Dans le monde d’après des ombres assagies croisaient en silence, à la volée, de drôles de personnages mutiques aux regards luisants et pénétrants – pour quelles raisons ces lumières sombres à l’horizon se déclinaient-elles avec tant d’incidence ?

J’interpellais chaque inconnu que je croisais : « où est le professeur Lin ? ». Ils me dévisageaient, toujours silencieux. Je contemplais la diversité des corps : des poitrines plus ou moins chétives, des pénis ou des vulves, des cheveux hétéroclites, des tailles disparates. Mon cerveau s’égarait dans le flot incessant d’informations qui défilait sous mes yeux et ne pouvait poser les mots justes sur ses perceptions. Confuse, je me décidai à hurler « professeur Lin ? » mais aucune réponse ne parvenait à mes oreilles. Seuls des bruits de pas désordonnés molestaient mes tympans et me conjuraient de les suivre.

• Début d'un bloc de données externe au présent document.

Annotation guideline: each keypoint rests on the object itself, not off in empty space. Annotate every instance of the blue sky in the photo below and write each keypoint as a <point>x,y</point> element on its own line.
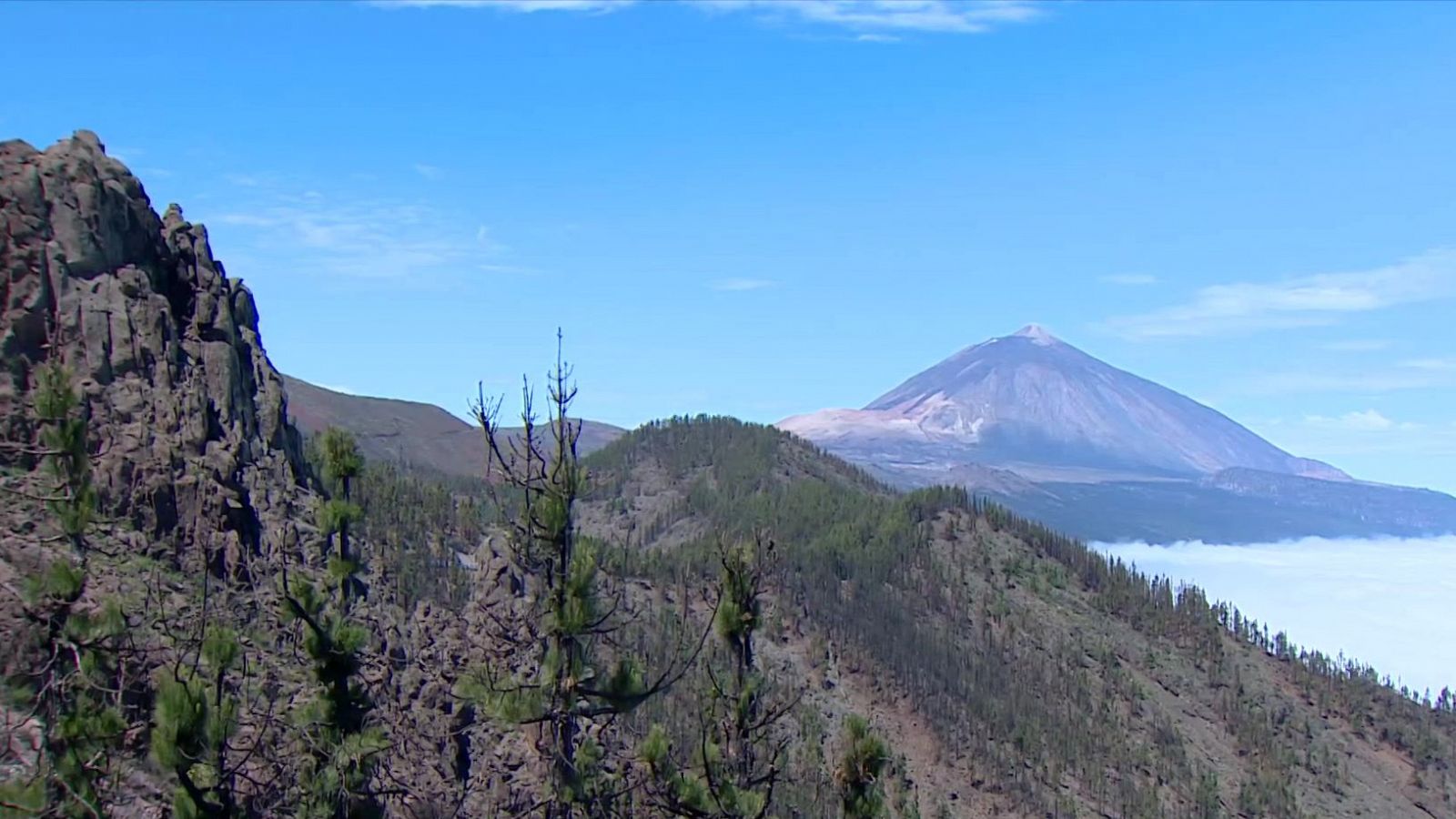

Je m’arrêtai net et contractai les paupières. Le noir enveloppa mon âme d’un doux sentiment d’ataraxie et me berça de ses bras réconfortants. Elles se rouvrirent aussitôt, exhortées par mon esprit redevenu alerte. Il fallait surmonter le panorama nauséeux, la migraine rongeant chaque fragment de mon crâne et mes neurones déréglés par tant de nouveauté. Je puisais la force nécessaire dans ma détermination à épauler le professeur jusqu’au bout de sa démarche.

Mes comparses fuyaient l’étendue lumineuse au lieu de la rejoindre, outrageant les générations précédentes qui avaient sacrifié leur vie dans cette quête et bafouant même leur propre existence par ce fébrile abandon. L’émergence des lumières décuplait la valeur du temps, chaque seconde se savourant comme une éternité. L’espoir avait flotté dans les cœurs, et même plus qu’un espoir, une renaissance s’offrait à nous. Le grand jour était arrivé, celui du monde d’après. Mais les lumières faiblissaient, les pupilles dilatées le confirmaient, emportant avec elles les promesses d’une vie meilleure.

La légende racontait qu’à l’époque de la Terre et du système solaire, les hommes assouvissaient leurs besoins vitaux aisément, et disposaient de temps pour autre chose, que l’on appelait le divertissement. Par exemple, ils écrivaient et lisaient. Ce système correspondait à un monologue muet. L’interlocuteur écrivait, c’est-à-dire transcrivait ses paroles sur un support physique, de sorte que le vecteur de communication n’était plus la bouche mais les yeux. Celui qui lisait découvrait le monologue par le même canal, mais il lui était impossible de dialoguer avec l’écrivain, ses pensées restaient murées en lui. Drôle d’occupation de prime abord, mais l’on disait que « les paroles s’envolent, les écrits restent ». Nul besoin de mémoire, nul besoin de répéter les mêmes phrases à chaque semblable, les livres se transmettaient de main en main, d’œil à œil,et avec eux l’information. D’autres regardaient la télévision ou leur ordinateur : c’étaient des objets contenant à la fois le son et l’image, une belle prouesse technologique. Les hommes voyageaient très rapidement, à plus de 100km/h parfois, pour changer de décor et visiter de nouveaux lieux ou simplement profiter du Soleil sur la plage.

Certains hommes philosophaient, ils réfléchissaient à la signification de la vie humaine. Un seul avait atteint la postérité jusqu’à nous, hommes de Juna : Aristote. Selon lui, il existe naturellement deux catégories d’hommes : les esclaves, privés de volonté par une raison amoindrie, travaillent physiquement pour les hommes libres, supérieurs, qui eux sont dotés d’une raison achevéeet travaillent leur intellect. Chaque catégorie aide l’autre à sa manière et le monde qui en résulte est harmonieux.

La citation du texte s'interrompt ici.